力
子供のいた方向を見ると、渡り廊下を歩く漆黒の美人の姿が目に止まる。
「なんて事を言うの、あのお方じゃないの」
「違う、あのお方はあんな目してないっ!もっと優しい。あのひとは違うっ!」
「もう……。良いから遊んでおいで。母さんは仕事があるの」
子供の背中を押して、仕事へ取り掛かる。
渡り廊下を見ると、こちらを見つめる漆黒の美人がいた。
「……幼子は聡い。奴に知れてしまえば面倒になるな……」
呟くのと同時に少しの間何かを考えている。
いつもと変わらない姿だというのに、どうしてこんなに怖いと感じる?
漆黒の美人の視線の先にはわが子の姿がある。
見守っていてくれる。
それだけ。
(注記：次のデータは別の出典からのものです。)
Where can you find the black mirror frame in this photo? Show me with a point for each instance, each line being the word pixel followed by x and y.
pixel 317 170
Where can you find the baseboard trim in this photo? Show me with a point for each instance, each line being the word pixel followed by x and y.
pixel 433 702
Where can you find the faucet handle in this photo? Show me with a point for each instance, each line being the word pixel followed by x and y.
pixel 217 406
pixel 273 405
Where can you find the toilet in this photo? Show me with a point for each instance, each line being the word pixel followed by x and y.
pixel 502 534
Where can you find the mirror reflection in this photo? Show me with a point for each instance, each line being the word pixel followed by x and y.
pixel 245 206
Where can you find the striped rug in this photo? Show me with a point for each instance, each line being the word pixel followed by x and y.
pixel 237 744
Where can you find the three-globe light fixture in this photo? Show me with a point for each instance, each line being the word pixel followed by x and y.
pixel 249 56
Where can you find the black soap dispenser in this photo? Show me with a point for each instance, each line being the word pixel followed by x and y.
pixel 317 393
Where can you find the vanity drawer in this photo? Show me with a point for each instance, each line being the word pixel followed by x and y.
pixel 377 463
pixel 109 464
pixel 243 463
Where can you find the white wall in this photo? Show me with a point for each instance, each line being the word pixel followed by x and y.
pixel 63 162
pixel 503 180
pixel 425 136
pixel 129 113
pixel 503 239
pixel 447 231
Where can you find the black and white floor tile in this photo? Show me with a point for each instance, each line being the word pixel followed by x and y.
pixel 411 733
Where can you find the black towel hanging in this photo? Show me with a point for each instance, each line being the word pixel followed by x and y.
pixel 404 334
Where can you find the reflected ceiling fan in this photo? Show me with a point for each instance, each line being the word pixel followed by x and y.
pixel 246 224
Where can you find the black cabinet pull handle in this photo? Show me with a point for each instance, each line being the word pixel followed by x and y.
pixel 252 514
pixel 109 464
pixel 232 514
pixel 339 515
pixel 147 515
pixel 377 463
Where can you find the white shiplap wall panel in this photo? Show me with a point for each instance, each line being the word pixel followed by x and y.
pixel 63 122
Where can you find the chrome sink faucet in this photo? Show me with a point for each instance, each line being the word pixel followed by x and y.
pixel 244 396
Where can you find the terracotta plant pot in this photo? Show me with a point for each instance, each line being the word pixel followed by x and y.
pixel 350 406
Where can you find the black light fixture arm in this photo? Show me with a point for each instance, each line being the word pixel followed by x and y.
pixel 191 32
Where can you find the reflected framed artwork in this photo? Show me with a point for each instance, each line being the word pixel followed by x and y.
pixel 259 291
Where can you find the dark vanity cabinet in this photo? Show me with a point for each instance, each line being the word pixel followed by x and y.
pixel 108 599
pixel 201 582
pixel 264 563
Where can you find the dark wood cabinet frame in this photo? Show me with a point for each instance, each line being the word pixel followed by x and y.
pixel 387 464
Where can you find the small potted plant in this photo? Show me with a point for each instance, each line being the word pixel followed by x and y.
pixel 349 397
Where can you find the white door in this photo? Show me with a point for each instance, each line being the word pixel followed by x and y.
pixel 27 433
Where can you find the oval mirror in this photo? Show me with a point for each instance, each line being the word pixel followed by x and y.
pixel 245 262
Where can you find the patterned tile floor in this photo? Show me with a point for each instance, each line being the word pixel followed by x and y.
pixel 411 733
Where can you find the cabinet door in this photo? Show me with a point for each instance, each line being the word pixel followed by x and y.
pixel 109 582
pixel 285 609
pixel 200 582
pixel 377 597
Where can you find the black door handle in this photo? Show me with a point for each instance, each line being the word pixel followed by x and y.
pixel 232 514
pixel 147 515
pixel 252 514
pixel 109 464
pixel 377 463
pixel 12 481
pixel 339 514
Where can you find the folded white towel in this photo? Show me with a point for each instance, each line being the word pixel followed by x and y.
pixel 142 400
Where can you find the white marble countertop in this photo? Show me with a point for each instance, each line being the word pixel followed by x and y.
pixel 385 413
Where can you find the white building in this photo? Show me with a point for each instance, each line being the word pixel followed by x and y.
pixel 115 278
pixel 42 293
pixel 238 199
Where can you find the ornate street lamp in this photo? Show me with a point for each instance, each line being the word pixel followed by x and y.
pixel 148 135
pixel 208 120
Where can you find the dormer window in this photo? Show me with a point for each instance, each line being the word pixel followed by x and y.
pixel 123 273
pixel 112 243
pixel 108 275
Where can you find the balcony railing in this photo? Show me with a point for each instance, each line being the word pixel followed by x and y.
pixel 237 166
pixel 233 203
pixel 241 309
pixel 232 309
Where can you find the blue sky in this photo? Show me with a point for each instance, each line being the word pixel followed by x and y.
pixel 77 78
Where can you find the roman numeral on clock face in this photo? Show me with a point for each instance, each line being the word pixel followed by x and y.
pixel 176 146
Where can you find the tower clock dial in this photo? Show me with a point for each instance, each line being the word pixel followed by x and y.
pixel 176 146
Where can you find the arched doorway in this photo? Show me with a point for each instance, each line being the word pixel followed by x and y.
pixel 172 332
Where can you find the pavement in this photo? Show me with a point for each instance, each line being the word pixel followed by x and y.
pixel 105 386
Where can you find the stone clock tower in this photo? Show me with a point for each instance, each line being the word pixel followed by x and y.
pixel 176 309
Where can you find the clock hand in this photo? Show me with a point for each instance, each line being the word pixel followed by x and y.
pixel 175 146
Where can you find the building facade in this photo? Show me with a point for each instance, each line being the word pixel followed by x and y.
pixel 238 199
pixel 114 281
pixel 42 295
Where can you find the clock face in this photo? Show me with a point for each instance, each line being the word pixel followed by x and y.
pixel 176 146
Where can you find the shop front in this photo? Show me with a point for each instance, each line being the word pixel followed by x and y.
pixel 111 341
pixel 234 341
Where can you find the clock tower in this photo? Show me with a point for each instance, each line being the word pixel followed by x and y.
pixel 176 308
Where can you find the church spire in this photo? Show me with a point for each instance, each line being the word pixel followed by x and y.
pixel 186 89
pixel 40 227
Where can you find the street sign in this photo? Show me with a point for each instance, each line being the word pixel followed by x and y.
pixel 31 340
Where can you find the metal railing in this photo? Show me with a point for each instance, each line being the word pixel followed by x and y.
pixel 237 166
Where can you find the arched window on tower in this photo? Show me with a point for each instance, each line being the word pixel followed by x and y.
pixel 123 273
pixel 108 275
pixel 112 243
なのに、隠さないといけないと母性本能が警告する。
「 」
聞き取れないほどの小さな声と唇の動き。
指先がぱちんと小さくなった。
「え……?」
ぱん、ぱんと記憶から何かが消えていく。
やめて、やめてっ!
頭を左右に動かして抵抗してみるが、消えるほうが余計に速さを増して行く。
その何かはとても大事で大切なモノ。
何かは――。
消えるという感覚さえなくなり、強い睡魔と気だるさが意識と五感を奪った。
「か……」
助けを求めて伸ばした掌は母親まで数センチだった。
母親が手を伸ばせば掴めた。
ただ呆然と目の前を見つめていた。
一瞬で爪先から頭部までを包んだ炎は跡形もなく燃やした。
燃え跡から真っ白な炎が浮遊する。
一人だけではなく近場にいた数人の母子に起きていた。
「やはり、あれは不要だったな。本来に近いものを出せたな」
複数の炎を掌にまとめて空いている片手の指先に仄かな光が宿り、滑らせるようにして蝋燭のような弱い光を帯びた五芒星が描かれた。
白い炎は、幼さゆえにまだ成熟していない魂。
五芒星に炎をかざすと渦を巻きながら吸い込まれて、向こう側で人型となっていく。
二十歳前後で締まった体つき。女の丸みはなく、男だと判別できる。
闇のような褐色の肌に包まれた端整な顔つきでゆっくりとその瞼を開けた。
漆黒の美人を睨むように鋭い目尻の双眸は、血の色。
「名は空」
早口で告げると、札を取り出し呆然としている母親たちに札を投げる。
札は、母親たちに貼り付くと一瞬ビクッと痙攣したようになった。
そして、ぎこちない動きで燃え跡のを掃除する者や破損したものを片付けて行く者──後始末を黙々とこなしていく。
「一つ聞かせろ」
首筋に手を当て欠伸を一つしながら、空は跳ねたり屈伸したりし、身体の感覚を確かめていく。